The Kids Are Alright: Montana Youth Lead Climate Trial Effort

A group of teens is taking on the state of Montana, claiming that the state's continued dependence on fossil fuels infringes on their constitutional rights.

1 minute read

February 10, 2022, 10:14 AM PST

By Diana Ionescu @aworkoffiction


Rocky Mountains

Jontmh / Shutterstock

In a historic move marking the first climate change case brought by young activists, "In Held v. State of Montana, 16 youth plaintiffs have sued the state over its energy policy, alleging that its heavy dependence on fossil fuel development accelerates climate change and infringes on their constitutional right to a clean and healthful environment."

As Lucas Thompson reports, a judge allowed the case to move to trial in spite of the state's objections. The complaint states that "Children are uniquely vulnerable to the consequences of the climate crisis, which harms Youth Plaintiffs’ physical and psychological health and safety, interferes with family and cultural foundations and integrity, and causes economic deprivations."

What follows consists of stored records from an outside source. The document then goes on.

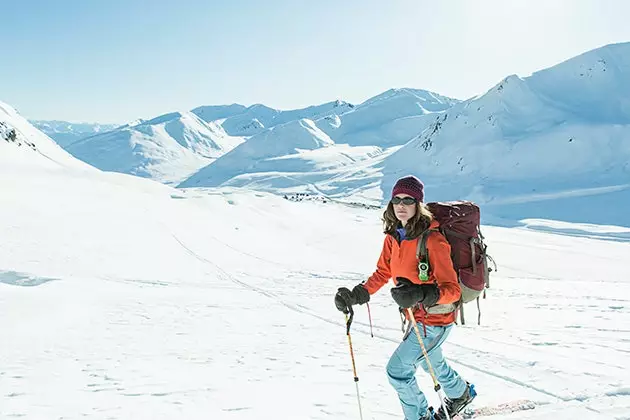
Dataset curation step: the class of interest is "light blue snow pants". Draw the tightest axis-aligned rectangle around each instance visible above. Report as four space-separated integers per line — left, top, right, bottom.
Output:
386 324 467 420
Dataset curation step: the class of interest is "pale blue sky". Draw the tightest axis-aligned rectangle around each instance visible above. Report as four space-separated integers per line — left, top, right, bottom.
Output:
2 0 629 123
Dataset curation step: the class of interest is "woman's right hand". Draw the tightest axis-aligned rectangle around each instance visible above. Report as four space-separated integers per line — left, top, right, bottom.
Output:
334 284 370 313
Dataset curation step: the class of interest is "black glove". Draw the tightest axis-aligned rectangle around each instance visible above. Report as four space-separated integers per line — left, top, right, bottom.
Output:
390 277 440 308
334 284 370 314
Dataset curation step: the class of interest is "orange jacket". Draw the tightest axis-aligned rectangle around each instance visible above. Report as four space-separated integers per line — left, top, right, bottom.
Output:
363 220 461 326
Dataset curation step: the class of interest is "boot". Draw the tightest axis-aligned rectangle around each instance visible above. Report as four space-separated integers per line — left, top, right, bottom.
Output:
420 407 435 420
435 382 476 419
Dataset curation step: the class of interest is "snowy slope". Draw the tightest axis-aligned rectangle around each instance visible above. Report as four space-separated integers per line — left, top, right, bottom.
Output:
377 42 630 226
65 111 245 185
179 89 458 190
179 118 339 188
1 156 629 419
182 144 390 199
0 101 96 172
31 120 118 147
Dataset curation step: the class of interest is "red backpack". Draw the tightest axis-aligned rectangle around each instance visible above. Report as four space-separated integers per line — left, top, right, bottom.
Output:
417 201 496 324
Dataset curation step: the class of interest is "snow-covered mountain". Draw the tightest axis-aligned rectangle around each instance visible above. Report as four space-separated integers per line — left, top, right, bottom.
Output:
378 42 630 226
179 88 458 190
180 42 630 226
31 120 118 148
65 111 245 185
61 92 455 187
0 101 95 172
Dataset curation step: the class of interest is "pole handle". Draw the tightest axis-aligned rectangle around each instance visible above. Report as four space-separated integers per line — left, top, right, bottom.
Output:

The case hinges on "environmental rights" explicitly mentioned in Montana's state constitution—one of six state constitutions to do so—which guarantee the right of Montana residents to "clean and healthful environment in Montana for present and future generations." The lawsuit joins more than 1,000 climate change-related lawsuits around the world that are attempting to hold governments and corporations responsible for the effects of human-driven climate change, writes Thompson. The case highlights the role of young activists in the climate change debate and could set an important legal precedent for future cases.